Comprenez bien une chose : la manie de se prendre en photo à bout de bras n’est que le prolongement furtif d’une préparation fomentée en mon sein. Parce que cette ribambelle de mèches bien placées, cette palanquée de lèvres peinturlurées et ce minois si bien mis ne sont que le résultat d’une mise en soi extrêmement étudiée devant la glace. Comment pourrait-on se satisfaire d’une telle exposition virale si elle n’était pas au préalable répétée puis maîtrisé à grands renforts d’accessoires autoérotiques sans qui notre avatar ne serait qu’une pâle reproduction de ces photos dégueulasses, qui exhibent des mannequins sans fond de teint sur les plages ? Entendez-le, le narcissisme est un plat cuisiné. Et en un mot comme en mille, je me suis toujours considérée comme le Photoshop pratique du pékin moyen.

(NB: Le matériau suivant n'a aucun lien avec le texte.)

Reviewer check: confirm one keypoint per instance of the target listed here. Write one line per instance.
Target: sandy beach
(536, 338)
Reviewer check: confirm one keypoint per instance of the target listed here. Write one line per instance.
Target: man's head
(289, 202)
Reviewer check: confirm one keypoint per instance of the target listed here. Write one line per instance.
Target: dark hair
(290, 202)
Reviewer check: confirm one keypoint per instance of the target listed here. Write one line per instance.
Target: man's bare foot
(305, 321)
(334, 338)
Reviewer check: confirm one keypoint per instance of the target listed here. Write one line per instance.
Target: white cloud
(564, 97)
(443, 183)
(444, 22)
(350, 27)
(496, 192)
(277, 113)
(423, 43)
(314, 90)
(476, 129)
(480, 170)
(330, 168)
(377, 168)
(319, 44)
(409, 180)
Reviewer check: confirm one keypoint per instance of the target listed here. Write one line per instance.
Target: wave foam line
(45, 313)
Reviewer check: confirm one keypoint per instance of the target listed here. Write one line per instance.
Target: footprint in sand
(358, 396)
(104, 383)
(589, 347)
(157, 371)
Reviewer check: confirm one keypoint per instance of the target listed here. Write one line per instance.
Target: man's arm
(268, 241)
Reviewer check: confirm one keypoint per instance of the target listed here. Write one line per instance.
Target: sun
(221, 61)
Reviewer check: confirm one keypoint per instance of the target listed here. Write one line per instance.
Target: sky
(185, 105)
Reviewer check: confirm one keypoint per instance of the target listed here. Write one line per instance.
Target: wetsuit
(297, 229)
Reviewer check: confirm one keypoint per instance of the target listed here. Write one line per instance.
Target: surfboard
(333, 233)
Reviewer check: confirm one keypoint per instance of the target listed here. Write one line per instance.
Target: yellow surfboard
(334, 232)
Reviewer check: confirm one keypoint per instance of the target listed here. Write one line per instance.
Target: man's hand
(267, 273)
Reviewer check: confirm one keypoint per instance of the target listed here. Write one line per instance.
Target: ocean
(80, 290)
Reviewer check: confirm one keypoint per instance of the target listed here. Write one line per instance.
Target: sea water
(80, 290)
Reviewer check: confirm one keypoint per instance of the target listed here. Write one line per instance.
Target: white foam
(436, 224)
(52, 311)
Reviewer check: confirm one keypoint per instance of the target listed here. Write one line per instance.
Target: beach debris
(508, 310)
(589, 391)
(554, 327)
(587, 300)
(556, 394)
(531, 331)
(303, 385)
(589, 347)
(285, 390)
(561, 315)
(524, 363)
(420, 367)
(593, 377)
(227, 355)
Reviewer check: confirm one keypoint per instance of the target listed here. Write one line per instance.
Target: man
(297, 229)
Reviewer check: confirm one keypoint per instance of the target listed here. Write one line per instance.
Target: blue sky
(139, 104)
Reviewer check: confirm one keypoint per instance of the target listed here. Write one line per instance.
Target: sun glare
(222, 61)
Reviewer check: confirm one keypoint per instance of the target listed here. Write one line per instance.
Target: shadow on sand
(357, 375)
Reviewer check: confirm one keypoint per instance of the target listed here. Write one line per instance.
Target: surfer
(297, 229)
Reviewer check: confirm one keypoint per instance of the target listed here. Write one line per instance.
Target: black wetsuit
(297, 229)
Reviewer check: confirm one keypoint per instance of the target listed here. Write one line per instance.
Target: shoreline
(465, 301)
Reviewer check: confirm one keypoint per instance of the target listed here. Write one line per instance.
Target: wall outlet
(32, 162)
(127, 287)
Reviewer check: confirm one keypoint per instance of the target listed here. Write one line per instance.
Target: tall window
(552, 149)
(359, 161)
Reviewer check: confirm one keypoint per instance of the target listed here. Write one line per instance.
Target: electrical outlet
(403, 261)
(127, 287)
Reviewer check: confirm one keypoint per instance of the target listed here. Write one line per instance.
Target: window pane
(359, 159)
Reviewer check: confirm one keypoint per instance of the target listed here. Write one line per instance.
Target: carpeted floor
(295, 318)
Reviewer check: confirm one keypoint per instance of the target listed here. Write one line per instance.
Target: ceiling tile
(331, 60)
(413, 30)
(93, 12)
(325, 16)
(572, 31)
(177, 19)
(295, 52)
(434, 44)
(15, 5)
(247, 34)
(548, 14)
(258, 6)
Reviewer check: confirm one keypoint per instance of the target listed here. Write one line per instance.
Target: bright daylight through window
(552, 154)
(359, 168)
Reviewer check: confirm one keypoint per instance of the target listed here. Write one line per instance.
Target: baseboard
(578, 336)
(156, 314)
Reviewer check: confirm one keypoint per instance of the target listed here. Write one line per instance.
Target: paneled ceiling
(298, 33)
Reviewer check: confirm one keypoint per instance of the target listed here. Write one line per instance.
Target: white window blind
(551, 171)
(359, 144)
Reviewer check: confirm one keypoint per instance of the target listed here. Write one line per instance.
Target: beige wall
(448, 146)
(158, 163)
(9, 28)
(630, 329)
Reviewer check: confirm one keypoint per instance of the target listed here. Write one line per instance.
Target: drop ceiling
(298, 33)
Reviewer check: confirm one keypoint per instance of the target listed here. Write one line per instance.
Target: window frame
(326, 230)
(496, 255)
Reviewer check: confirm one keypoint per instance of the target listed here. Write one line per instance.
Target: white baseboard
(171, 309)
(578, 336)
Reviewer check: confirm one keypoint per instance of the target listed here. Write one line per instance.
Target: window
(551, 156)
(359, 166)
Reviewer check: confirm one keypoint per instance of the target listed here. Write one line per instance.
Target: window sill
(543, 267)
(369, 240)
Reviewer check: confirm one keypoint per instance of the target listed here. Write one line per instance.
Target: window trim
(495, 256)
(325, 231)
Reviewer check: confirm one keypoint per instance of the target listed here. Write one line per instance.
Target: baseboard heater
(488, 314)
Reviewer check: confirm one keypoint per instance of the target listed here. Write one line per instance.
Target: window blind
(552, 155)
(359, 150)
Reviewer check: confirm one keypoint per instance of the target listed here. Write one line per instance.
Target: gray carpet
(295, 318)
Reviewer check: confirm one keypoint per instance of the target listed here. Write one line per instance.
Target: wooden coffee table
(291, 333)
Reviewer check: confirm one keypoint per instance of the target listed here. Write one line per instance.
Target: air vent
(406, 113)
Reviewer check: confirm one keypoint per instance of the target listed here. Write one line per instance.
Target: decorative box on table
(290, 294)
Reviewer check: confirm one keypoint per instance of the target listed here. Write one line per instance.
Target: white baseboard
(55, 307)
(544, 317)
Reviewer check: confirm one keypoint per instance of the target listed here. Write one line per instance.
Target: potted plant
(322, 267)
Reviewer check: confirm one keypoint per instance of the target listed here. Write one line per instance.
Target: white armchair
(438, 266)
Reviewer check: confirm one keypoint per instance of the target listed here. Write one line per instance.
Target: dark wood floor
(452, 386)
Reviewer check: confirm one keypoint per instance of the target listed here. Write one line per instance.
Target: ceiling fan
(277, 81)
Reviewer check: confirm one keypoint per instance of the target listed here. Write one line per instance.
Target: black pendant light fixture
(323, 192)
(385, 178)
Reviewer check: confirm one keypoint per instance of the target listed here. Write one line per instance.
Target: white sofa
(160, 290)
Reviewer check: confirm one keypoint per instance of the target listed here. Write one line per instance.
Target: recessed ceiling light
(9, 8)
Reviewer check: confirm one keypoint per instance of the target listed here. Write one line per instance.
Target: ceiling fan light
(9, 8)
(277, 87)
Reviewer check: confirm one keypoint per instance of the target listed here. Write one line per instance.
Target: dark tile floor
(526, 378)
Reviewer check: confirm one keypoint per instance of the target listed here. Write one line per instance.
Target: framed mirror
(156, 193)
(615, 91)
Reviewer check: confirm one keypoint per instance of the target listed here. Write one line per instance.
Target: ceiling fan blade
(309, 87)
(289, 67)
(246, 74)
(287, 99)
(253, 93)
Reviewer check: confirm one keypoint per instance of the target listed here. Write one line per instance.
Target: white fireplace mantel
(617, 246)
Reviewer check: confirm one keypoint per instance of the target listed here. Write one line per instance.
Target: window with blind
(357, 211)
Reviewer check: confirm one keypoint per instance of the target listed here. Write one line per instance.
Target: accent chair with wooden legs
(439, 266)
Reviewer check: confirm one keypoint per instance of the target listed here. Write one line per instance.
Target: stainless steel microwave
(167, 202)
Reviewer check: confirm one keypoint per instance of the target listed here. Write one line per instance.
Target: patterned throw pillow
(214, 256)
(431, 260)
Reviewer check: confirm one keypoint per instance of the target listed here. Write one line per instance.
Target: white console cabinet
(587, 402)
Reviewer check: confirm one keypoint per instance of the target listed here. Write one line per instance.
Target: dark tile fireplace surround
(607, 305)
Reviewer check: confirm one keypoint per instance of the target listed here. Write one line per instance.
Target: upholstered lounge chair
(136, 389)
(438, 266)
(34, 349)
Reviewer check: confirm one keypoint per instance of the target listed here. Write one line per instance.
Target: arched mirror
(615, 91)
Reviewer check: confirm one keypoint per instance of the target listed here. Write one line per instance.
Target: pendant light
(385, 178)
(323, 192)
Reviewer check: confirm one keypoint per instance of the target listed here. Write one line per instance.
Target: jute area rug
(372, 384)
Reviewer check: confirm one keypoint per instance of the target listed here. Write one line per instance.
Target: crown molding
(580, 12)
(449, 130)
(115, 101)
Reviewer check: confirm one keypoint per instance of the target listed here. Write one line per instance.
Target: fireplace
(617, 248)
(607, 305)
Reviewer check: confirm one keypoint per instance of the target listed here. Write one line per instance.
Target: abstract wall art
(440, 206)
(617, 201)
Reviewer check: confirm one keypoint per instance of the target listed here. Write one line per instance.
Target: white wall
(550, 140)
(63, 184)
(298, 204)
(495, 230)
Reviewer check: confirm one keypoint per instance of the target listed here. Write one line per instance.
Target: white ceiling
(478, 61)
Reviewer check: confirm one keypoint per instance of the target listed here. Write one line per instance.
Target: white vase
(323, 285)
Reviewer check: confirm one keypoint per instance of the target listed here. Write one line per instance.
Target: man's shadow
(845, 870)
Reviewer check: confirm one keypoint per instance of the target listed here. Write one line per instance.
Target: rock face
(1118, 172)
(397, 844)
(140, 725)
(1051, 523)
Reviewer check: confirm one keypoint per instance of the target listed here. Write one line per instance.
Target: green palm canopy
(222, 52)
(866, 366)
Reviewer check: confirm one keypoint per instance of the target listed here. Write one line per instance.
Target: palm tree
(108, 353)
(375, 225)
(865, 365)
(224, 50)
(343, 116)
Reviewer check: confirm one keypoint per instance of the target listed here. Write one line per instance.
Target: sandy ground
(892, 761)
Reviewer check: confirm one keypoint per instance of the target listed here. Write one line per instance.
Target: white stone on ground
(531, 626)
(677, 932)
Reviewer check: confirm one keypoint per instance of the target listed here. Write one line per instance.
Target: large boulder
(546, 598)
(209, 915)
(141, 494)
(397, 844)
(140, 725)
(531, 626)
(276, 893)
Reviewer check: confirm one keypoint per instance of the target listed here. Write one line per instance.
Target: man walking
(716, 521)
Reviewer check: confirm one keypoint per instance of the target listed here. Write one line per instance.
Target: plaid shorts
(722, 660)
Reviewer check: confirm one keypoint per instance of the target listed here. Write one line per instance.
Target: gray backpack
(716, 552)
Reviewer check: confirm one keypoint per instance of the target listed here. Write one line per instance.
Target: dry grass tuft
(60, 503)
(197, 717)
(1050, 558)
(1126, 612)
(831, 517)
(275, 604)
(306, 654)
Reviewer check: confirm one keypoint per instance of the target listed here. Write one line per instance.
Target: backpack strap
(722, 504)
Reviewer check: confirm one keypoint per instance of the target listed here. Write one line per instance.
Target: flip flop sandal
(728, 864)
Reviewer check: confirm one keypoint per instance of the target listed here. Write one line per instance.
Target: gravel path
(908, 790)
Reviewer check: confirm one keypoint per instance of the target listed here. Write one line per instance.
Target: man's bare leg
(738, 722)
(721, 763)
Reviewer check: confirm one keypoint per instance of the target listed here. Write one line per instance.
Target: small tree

Je m’emballe. Cela dit pas autant que ce jeune qui plusieurs fois par jour trouve dans la retraite aux murs carrelés le moyen de se délivrer d’un trop plein. Bien que barricadé et invulnérable aux regards extérieurs, on n’hésite que très rarement à passer le seuil de ma porte pour aller concrétiser ce que d’aucuns considèrent comme le parangon de l’acte perso. Plus question ici de s’afficher, de se rendre au monde comme une idiosyncrasie pour faire montre de sa singularité. Mais à une époque où l’on s’oublie chaque jour un peu plus, l’amour de soi n’est-il pas surtout le retour à soi où rien n’a jamais été plus vrai que de littéralement faire corps avec soi-même ?
Une chose est sûre et le sera encore longtemps : je suis l’intime, je suis le moi, l’égo, le mégalo. Je sui generis.